The discovery, which dates back to the days of Antiochus IV - the tyrant known from the stories of the Hanukkah holiday, will be presented for the first time on Monday, December 11.12.2023, XNUMX at the conference "In those days - at this time: the Hasmoneans are coming", of the Antiquities Authority.
Ceramic tiles were invented in Greece as early as the 7th century BC. Their resistance and immunity to water and fire earned them a positive reputation, and ensured their rapid spread to neighboring areas. Despite this, 500 years passed from their invention until the shingles arrived in Israel. In fact, the one who brought them to Israel was none other than Antiochus IV "Epiphanes" - known to all of us from the Hanukkah story.
"Representatives of the Seleucid king Antiochus IV, who ruled over large areas from Syria to the Persian region, brought with them from the center of power in Syria the knowledge and tradition necessary to build tiled roofs," say the researchers.
According to what is told in the books of the Maccabees, in 168 BCE Antiochus made a military campaign to Jerusalem, which led to the outbreak of the famous Maccabee rebellion. In order to establish his rule in the city, Antiochus built a powerful citadel, which was called the "Hakra".
The soldiers of the citadel continued to control the city even after the purification of the temple, and according to the descriptions in the books of the Maccabees and the writings of Joseph ben Mattathias, the citadel mirrored the lives of the inhabitants of the city and the temple. Despite the many descriptions of the citadel in the sources, its exact location within the city remains an enigma that is still debated in research.
According to Dr. Ayala Zilberstein from the Antiquities Authority and Tel Aviv University, "The finds that have been discovered in recent years in the City of David have reopened the discussion, and strengthen the identification of the citadel precisely on the Hill of the City of David. Discoveries of the Hellenistic tiles, is another reinforcement from a new direction for the identification of the Hellenistic presence with foreign building traditions in the City of David. The continuation of the research on many more tiles discovered by the Ben-Ami and Chakhanovets expedition may shed more light on this issue. The fact that the roof tiles are very rare in our region during this period, and that they are foreign to the local construction tradition, suggests that they were brought by the foreign authorities for the purpose of roofing parts of a tower or building that belonged to that famous citadel."

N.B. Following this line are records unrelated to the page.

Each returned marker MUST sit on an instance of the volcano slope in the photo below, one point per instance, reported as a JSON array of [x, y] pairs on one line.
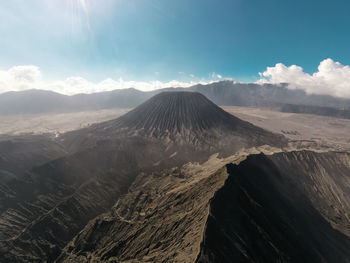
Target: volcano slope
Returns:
[[288, 207], [147, 188], [44, 208]]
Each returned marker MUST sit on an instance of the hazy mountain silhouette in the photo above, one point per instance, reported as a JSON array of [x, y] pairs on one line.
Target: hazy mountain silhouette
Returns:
[[226, 93]]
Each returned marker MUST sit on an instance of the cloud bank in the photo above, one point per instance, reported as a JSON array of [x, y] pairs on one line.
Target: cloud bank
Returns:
[[21, 78], [332, 78]]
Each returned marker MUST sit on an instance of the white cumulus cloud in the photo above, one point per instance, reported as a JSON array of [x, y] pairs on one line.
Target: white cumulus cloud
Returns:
[[21, 78], [332, 78]]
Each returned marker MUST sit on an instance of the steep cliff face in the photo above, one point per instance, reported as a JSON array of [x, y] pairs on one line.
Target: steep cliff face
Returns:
[[288, 207]]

According to Dr. Philip Waxbowitz from the Antiquities Authority: "Until today we have known very little physical evidence of the presence of the Greeks (Seleucids) in Jerusalem. The new roof tiles we discovered in the City of David connect us tangibly to the story of Hanukkah and the Greek presence in the area. It is very exciting, because after about 2,200 years since the Hanukkah events took place in Jerusalem, we are meeting 'face to face' with the Greek government and with Antiochus IV."
Dr. Vokosbowitz explains that "the climatic conditions and the low amount of precipitation in Israel, in addition to other reasons, do not justify the use of roof tiles, but Antiochus chooses to use tiles anyway, probably for a declarative and cultural reason: it is important for him to establish the Greek material culture in the Land of Israel - a short distance away from the temple - and the use of tiles is part of this effort. Therefore, it is not by chance, immediately after the fall of the Greek rule and the rise of the Hasmoneans, the shingles disappear from Jerusalem until the arrival of the new conqueror - the Romans."
According to Eli Escozido, director of the Antiquities Authority: "It is interesting to know that despite the fact that the design, shape and size of roof tiles have evolved over the centuries, their use remains stable throughout the world. Amazing, how such an everyday item can tell us so much."